Failing or Failure?

Someone said, "No one ends up where they aim...not even God."

Really? Not even God? Surely, this person was not suggesting that God sometimes fails?

Yes, come to think of it, I suspect God does. From the beginning, didn't creation become one colossal failure? And, centuries later, Jesus shows up. Even if you believe that he showed up on this earth as one sent by God to take on himself the failure of humanity and so die in your stead (something I once believed and many in the Christian community still do), I have often wondered how I could look at his life or study his teachings and draw any other conclusion than that his life, too, was a colossal failure. He once said of himself, "I have come to seek and to save the lost."

Well, did he succeed? No and yes. What do you suppose his agony was in the Garden on the night before his crucifixion? A celebration of his successes? Wasn't it the agony of defeat, even death...his own? But, of course! He knew this. The tide of popularity had swelled into a drowning wave of pain and rejection. He was in sheer agony. He, too, had failed, having not achieved what he hoped.

Or, was it a failure?

I have learned something important in a grace-awakened state of consciousness, which I describe at length in much of my writing. There's a difference as wide as the Grand Canyon between failing and being a failure. Most of my life, I have lived with the feeling of being short-changed, as if I was just one step away from achieving whatever the ego in me had imagined was necessary to award me fulfillment, a sense of completion, a kind of endless personal satisfaction. I don't know how many times, for example, I've had an ingenious idea only to pick up the paper and read about some wag in Utah who had beaten me to the draw, made his fortune, and all pertaining to the same dream I had. For much of my life, I have lived, not only with the reality of failing, but the feeling as if I am a failure...even a loser. Unless you're like me, you can only imagine how awful it is to live your life standing as it were at the precipice of success while the ego taunts you like a teenage bully, "Failure!" "Phony!" "Loser!"

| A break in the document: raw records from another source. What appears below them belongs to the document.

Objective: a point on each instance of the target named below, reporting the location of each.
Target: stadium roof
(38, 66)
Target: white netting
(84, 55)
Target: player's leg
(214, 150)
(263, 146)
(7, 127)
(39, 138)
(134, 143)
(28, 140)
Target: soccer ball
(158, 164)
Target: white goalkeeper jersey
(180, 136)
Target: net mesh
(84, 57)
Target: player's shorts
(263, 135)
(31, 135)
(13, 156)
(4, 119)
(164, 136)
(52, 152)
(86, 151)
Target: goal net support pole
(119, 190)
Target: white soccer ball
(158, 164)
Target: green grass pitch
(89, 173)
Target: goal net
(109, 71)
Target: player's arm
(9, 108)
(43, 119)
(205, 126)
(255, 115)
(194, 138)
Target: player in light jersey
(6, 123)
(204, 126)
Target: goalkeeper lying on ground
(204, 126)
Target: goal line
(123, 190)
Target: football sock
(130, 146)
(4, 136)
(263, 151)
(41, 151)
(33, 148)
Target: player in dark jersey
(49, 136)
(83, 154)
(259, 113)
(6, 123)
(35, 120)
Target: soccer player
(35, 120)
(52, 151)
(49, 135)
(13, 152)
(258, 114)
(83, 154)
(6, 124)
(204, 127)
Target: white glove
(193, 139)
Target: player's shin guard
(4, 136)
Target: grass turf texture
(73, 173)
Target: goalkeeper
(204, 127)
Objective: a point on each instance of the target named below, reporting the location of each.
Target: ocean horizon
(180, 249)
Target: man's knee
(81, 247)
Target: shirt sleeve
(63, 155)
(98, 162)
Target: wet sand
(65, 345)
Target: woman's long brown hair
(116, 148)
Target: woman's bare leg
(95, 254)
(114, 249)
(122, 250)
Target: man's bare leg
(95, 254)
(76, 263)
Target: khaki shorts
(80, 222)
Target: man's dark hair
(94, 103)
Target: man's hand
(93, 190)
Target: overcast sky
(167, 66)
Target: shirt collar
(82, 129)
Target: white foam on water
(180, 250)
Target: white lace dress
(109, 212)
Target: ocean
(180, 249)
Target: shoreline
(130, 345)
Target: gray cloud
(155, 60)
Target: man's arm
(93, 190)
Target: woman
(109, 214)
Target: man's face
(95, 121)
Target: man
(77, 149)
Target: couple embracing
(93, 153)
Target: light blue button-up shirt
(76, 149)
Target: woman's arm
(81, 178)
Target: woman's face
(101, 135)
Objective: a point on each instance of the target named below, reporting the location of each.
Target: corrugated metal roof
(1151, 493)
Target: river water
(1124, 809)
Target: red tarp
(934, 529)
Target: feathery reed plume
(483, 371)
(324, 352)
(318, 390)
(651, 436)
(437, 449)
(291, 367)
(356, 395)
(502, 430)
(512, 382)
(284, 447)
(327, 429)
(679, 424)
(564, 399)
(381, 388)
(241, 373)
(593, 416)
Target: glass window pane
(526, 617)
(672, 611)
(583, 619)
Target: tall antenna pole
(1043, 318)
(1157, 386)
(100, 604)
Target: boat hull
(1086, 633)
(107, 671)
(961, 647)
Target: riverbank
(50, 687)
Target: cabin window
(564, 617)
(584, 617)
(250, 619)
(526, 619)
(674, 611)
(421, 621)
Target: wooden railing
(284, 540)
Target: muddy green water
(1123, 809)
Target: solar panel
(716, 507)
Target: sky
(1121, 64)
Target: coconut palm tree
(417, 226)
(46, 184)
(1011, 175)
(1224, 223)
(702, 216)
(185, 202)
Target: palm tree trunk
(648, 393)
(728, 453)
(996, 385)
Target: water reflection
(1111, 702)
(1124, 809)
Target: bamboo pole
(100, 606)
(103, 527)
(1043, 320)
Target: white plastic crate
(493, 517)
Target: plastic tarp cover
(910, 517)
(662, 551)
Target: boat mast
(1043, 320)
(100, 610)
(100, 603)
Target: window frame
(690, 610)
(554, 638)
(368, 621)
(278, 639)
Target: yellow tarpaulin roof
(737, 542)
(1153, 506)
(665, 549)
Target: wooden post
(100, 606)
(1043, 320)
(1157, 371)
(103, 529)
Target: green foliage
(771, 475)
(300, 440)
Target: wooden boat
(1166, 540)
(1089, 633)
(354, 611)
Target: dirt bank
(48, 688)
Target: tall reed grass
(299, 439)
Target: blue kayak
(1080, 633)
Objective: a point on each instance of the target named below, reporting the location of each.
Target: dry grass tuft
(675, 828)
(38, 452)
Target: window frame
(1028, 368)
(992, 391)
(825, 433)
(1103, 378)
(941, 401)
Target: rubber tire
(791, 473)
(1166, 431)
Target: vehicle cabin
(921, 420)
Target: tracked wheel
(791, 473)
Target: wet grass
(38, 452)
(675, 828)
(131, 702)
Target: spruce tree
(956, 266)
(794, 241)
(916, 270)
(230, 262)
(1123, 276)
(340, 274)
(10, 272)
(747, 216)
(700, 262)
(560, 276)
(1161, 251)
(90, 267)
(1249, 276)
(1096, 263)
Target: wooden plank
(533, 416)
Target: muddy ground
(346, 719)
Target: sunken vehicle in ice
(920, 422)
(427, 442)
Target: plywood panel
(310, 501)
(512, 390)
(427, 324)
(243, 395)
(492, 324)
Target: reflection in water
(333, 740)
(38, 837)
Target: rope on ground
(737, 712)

Seems hard to believe, doesn't it? Oh, I know some of you read my musings and think, "Wow, he's made it!"

Made it? You don't know what haunts me at night. You have no clue the profound feelings of inadequacy that dog me day.

Gratefully, I have learned what it is-it is the ego in me. And that's how the little monster himself beats you up almost continually. Living with him can be, in the words of St. John of the Cross, "the dark night of the soul." I would be insane today were it not for the fact that in my spiritual awakening I have seen in Jesus' own failure a glimmer of personal hope...a pathway to my own destiny. Yes, I suppose, in one sense, Jesus failed, as did the Buddha. For years, the Buddha searched, sacrificed, and tore at his soul to find solace, serenity, and satisfaction. Then, unexpectedly, one night under the Bodhi tree, a miracle happened. Liberation from the internal monster was its reward.

In the miracle that is the Universe, what I refer to as God, to fall is to find yourself in a destiny you never dreamt of before. On such occasions, failing could only ever mean you're fragile...you're human...and, you're in need of something, or Someone, grander than yourself to do in you what you cannot do for yourself. That is, to transform you into that which you truly are, not a trophy case full of forgotten accomplishments, not a "success" with the cars, or houses, or Oscars to prove it; but, a person infinitely more wonderful than anything that would award you pleasure today and pain tomorrow. No, where Grace takes you is to a finer destiny indeed.

And where is that?

You'll see. Just wait. You'll see. Or, maybe you've seen it already. That little place deep inside you that begs exploration. You've been listening to the degrading voice of the inner ego long enough. And when you tire of him-and, you can be sure, you will tire of him, then your journey will begin. For as one spiritual teacher put it, "When the search for God ends, the journey with God begins."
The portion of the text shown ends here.